NOAA predicts cold wet winter for North Carolina

Byand ABC News WTVD logo
Friday, October 16, 2015
NOAA's winter outlook shows we could be in for plenty of rain.
NOAA's winter outlook shows we could be in for plenty of rain.

RALEIGH (WTVD) -- Forecasters at the National Oceanic Atmospheric Administration issued the U.S. winter outlook Friday and you're not going to like it.

This year's strong "El Nino" weather pattern is expected to be a big factor. It could lead to a warmer, drier winter in the northwest and plains states and, possibly, more rain in California, as well as parts of the Gulf Coast and Florida. Much of the country's northern half is forecast to have above-normal temperatures, while much of the southern half is expecting colder weather this winter.

NOAA's winter precipitation outlook shows a 50 percent chance it will be wetter than normal.

"This El Nino is a monster and I guarantee you it's gonna deliver," offered NASA climatologist Bill Patzert, who has been tracking El Nino patterns for years.

Patzert says as the models this year begin to get clearer, the odds of an above average wet winter are growing.

In the forecast released Friday by NOAA, the federal agency that tracks weather patterns, there are rising ocean temperatures along the equator -- the signature definition of El Nino.

NOAA's winter temperature outlook

"Heading into winter, we're seeing values not seen since the big 1997-98 episode," said Mike Halpert with NOAA.

And a wetter, colder winter in the south can also mean snow.
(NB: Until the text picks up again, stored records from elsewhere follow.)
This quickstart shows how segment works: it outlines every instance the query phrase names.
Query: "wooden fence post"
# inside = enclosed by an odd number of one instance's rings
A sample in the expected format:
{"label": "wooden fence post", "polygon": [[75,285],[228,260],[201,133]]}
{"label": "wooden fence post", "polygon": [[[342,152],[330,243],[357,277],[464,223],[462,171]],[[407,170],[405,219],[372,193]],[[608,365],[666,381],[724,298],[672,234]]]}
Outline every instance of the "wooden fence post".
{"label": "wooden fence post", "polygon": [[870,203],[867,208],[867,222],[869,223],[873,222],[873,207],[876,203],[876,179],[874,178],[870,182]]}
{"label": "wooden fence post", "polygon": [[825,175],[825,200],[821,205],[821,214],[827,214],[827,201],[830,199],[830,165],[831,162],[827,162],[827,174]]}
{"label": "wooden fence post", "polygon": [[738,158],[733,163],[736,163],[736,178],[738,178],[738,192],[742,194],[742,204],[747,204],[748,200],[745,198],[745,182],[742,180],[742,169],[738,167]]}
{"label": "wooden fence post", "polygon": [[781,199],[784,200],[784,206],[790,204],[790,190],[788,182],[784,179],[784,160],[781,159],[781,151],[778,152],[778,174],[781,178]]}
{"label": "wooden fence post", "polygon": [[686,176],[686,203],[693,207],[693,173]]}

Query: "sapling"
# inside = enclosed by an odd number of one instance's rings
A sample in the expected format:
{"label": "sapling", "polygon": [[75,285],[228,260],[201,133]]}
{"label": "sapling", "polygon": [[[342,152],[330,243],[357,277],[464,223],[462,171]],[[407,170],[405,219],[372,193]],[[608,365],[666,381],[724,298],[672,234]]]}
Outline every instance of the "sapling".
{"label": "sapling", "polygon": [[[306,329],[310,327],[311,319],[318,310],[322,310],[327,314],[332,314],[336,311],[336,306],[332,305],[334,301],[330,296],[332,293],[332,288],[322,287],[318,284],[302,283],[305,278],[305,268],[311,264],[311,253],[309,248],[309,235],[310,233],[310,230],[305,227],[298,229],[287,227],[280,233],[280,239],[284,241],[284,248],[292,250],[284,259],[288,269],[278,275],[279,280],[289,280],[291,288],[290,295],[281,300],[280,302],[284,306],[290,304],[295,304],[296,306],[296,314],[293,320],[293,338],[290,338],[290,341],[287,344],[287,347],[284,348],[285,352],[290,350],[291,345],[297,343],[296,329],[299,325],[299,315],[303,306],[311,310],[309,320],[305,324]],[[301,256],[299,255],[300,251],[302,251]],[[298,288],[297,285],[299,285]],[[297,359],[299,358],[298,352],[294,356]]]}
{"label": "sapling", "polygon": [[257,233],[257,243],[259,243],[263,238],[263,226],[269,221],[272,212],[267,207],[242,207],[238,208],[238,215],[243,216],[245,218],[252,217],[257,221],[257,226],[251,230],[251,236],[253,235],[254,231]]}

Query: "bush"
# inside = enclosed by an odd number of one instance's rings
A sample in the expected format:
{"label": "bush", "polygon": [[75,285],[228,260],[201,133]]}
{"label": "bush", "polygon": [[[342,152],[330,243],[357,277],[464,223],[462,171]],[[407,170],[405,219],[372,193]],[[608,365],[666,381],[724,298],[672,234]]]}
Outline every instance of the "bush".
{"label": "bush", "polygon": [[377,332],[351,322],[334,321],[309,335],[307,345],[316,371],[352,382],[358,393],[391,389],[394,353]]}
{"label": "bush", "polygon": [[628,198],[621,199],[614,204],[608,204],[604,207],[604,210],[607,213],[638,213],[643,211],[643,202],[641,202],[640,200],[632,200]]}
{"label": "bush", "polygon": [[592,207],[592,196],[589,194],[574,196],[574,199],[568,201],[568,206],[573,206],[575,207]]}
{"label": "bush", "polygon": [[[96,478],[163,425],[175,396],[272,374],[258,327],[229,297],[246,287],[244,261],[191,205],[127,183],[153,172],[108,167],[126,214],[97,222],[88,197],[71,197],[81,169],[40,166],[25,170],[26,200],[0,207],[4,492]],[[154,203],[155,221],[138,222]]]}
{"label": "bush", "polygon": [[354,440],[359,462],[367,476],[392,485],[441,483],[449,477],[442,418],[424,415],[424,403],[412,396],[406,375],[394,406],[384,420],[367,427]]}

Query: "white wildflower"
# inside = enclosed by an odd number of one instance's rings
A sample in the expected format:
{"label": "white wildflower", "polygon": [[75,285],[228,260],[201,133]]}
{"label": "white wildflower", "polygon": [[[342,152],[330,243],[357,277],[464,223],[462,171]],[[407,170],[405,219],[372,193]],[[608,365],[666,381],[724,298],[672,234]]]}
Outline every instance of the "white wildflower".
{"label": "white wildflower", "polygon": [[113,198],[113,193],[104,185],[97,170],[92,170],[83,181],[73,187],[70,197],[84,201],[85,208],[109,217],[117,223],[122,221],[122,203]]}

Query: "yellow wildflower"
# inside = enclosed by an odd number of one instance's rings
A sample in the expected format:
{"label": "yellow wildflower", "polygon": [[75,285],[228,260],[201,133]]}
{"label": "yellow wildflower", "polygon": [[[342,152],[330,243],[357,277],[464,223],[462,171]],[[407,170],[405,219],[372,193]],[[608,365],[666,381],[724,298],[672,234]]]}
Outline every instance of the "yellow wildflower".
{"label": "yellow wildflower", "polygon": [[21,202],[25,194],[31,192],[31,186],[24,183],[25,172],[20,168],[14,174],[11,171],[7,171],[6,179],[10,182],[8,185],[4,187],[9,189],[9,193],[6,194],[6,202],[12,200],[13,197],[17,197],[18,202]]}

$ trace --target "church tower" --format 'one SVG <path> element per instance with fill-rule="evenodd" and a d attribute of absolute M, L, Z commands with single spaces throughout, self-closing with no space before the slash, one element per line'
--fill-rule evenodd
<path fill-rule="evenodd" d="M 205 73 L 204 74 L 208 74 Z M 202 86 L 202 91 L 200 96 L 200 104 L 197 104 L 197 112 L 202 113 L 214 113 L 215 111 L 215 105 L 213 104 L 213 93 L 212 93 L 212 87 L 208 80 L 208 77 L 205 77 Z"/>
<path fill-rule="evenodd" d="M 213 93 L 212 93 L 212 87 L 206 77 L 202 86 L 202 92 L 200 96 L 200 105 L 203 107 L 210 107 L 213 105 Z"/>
"While temperature and precipitation impacts associated with El Nino are favored, El Nino is not the only player. Cold-air outbreaks and snow storms will likely occur at times this winter. However, the frequency, number and intensity of these events cannot be predicted on a seasonal timescale," said Halpert.

The seasonal outlook does not project where and when snowstorms may hit or provide total seasonal snowfall accumulations. Snow forecasts are dependent upon the strength and track of winter storms, which are generally not predictable more than a week in advance, NOAA said.